Our opponents are angry, we trade accusations. We will be flattened if we hold to the moral, un-confrontational high ground. We have simply to make our arguments better, and more cogent. We have to take sides.

How do we respond to China’s persecution of the Uighurs, its suppression of Hong Kong liberties  … to Huawei – partner or threat? … to our decline from being a key and influential operator within Europe to being a lackey of the USA … to indifference to Russian hacking … to the way ‘free trade’ arguments high-jacked Brexit … to the inadequacies of our response to Covid 19?

To focus on Covid – does it help to accuse? Yes, it does.  If we don’t have a ‘mission’ to investigate, then an investigation will not happen. (Or, as Boris Johnson would wish, we’ll have it a few safe years down the line. Preferably after the next election.) And anger will course come into play – linking tardiness of response and lack of preparation to the numbers of lives lost.

Mrs America, the splendid American TV series about Phyllis Schlafly and her opposition to the Equal Rights Amendment, features two of the great early advocates of feminism, Betty Friedan and Gloria Steinem. Friedan (Tracey Ullman) and Schlafly (Cate Blanchett) are debating on TV, and Friedan loses her cool. Steinem (Rose Byrne) had wanted to avoid confrontation, which she saw could work to Schlafly’s advantage – give her publicity. But Steinem came to realise that Friedan was right. The debate had to be polarised. You had to take sides.

We have, in the here and now, the ‘cancel culture’ debate, which is all about taking sides. Do we call out statue-retainers – or supporters of JK Rowling? Is now the time to strike out once and for all for the rights, the absolutely equal rights, in all areas of life, of black people and white people, and likewise for transgender rights? Many of us are in ‘take no prisoners’ mode.
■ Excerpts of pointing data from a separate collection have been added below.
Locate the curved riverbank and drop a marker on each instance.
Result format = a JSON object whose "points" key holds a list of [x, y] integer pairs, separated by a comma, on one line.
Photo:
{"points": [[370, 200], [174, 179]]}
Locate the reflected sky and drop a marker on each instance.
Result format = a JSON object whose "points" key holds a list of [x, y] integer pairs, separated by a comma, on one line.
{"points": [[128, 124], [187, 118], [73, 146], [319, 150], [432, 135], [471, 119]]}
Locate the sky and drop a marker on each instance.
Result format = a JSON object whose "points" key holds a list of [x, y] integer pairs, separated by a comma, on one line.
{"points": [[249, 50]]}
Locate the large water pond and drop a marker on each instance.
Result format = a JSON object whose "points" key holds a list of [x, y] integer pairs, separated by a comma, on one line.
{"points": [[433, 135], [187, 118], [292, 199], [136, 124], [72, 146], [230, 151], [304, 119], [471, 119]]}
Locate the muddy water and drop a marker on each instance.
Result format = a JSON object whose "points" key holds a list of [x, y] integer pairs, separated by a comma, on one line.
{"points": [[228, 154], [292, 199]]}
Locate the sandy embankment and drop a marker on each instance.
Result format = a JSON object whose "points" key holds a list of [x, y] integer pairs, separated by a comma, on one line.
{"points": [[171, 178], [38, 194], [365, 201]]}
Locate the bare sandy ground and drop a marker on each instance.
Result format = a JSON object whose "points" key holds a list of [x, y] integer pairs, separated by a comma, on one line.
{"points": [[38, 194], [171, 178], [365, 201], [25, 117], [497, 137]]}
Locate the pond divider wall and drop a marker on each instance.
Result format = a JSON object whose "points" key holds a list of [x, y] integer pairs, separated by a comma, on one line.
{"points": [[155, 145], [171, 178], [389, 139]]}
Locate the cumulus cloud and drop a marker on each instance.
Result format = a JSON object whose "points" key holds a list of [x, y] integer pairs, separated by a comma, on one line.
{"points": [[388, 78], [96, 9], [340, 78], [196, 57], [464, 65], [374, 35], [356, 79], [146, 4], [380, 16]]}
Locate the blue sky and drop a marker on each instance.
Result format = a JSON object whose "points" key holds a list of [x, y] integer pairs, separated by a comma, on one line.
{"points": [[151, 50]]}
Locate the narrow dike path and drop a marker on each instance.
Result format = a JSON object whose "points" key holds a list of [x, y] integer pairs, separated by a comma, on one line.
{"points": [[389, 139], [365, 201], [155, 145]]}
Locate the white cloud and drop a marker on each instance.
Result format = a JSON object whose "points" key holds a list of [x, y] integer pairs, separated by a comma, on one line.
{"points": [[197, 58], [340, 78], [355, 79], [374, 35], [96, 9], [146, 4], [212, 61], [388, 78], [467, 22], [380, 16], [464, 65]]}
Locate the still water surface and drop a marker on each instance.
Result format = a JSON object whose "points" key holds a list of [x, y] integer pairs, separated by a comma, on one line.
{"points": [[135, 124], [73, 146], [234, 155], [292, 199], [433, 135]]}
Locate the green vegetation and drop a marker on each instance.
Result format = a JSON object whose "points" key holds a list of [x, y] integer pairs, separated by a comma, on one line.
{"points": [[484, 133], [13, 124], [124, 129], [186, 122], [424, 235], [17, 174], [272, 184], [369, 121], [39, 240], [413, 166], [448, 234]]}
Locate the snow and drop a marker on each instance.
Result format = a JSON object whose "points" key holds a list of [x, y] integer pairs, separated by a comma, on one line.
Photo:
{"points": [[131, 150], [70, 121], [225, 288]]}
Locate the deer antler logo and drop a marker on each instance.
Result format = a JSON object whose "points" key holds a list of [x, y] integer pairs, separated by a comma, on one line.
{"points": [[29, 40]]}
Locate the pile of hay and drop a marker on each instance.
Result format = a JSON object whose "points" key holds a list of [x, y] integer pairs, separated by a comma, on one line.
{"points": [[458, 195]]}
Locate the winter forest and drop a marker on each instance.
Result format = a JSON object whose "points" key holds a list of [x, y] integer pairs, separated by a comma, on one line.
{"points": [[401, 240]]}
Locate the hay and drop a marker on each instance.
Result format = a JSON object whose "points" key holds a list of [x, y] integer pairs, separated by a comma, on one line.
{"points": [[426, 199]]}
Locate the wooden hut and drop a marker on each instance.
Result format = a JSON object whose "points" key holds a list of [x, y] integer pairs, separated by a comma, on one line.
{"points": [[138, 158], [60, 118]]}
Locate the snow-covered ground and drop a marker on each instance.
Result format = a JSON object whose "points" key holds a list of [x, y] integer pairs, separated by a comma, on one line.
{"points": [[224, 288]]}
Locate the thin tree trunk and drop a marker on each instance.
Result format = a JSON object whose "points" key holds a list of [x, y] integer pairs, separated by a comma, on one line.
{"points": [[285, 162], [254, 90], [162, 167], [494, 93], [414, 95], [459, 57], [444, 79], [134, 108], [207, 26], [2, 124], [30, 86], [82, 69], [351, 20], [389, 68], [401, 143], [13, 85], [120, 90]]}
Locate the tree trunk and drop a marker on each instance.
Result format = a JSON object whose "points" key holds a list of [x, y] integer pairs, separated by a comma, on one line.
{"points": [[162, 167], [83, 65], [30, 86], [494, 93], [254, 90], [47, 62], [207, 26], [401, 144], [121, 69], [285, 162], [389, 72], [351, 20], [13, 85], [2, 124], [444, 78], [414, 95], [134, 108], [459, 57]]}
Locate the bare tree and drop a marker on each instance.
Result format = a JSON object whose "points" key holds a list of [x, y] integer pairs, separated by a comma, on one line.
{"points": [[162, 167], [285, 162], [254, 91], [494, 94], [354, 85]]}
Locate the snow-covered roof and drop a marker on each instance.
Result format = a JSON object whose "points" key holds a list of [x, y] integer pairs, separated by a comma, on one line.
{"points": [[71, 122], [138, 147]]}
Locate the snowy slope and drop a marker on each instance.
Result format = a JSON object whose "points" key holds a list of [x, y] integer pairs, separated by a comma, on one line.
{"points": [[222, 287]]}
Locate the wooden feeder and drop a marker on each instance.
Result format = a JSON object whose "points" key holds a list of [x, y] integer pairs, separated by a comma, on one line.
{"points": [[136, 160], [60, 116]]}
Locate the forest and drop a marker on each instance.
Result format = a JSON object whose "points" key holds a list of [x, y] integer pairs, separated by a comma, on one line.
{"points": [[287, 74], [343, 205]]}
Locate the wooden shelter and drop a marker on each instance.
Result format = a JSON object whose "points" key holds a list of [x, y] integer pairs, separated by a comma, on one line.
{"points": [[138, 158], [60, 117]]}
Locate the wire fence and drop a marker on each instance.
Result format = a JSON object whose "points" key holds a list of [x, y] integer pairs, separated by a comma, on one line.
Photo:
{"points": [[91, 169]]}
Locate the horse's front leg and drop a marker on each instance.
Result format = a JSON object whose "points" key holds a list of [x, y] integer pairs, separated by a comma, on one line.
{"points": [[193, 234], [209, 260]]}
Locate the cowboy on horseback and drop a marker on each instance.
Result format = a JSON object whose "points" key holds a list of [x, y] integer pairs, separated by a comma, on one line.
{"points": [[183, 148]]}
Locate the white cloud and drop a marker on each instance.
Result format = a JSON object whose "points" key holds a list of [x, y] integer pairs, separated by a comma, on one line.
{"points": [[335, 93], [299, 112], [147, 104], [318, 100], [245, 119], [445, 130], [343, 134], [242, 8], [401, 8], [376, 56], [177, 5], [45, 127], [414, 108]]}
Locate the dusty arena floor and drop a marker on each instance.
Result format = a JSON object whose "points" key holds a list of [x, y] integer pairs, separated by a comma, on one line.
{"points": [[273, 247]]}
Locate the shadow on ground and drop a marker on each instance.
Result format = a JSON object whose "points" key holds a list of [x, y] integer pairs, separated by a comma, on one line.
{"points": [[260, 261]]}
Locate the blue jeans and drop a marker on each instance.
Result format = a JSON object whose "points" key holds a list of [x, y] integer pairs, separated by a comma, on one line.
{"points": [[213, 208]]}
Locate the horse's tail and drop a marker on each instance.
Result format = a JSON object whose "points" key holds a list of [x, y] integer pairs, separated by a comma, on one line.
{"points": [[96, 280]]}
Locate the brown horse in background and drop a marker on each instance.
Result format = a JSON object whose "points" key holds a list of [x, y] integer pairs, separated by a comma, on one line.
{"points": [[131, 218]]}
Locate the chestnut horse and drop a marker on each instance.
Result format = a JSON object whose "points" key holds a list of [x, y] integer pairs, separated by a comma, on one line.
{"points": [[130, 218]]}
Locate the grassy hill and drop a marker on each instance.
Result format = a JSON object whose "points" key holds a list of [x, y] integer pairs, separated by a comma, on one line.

It’s at this point in an argument that we wonder if we should step back. Maybe taking sides isn’t as easy as we thought. Anger generates resistance. We may believe in an outcome, but want to bring a wider public along with us.

How would Orwell have responded?  There’s a book to be written on that subject! By putting over facts and argument as clearly and cogently as possible – his starting-point in the ’30s and ’40s has to be our starting-point now.  We will know pretty quickly what side we’re on.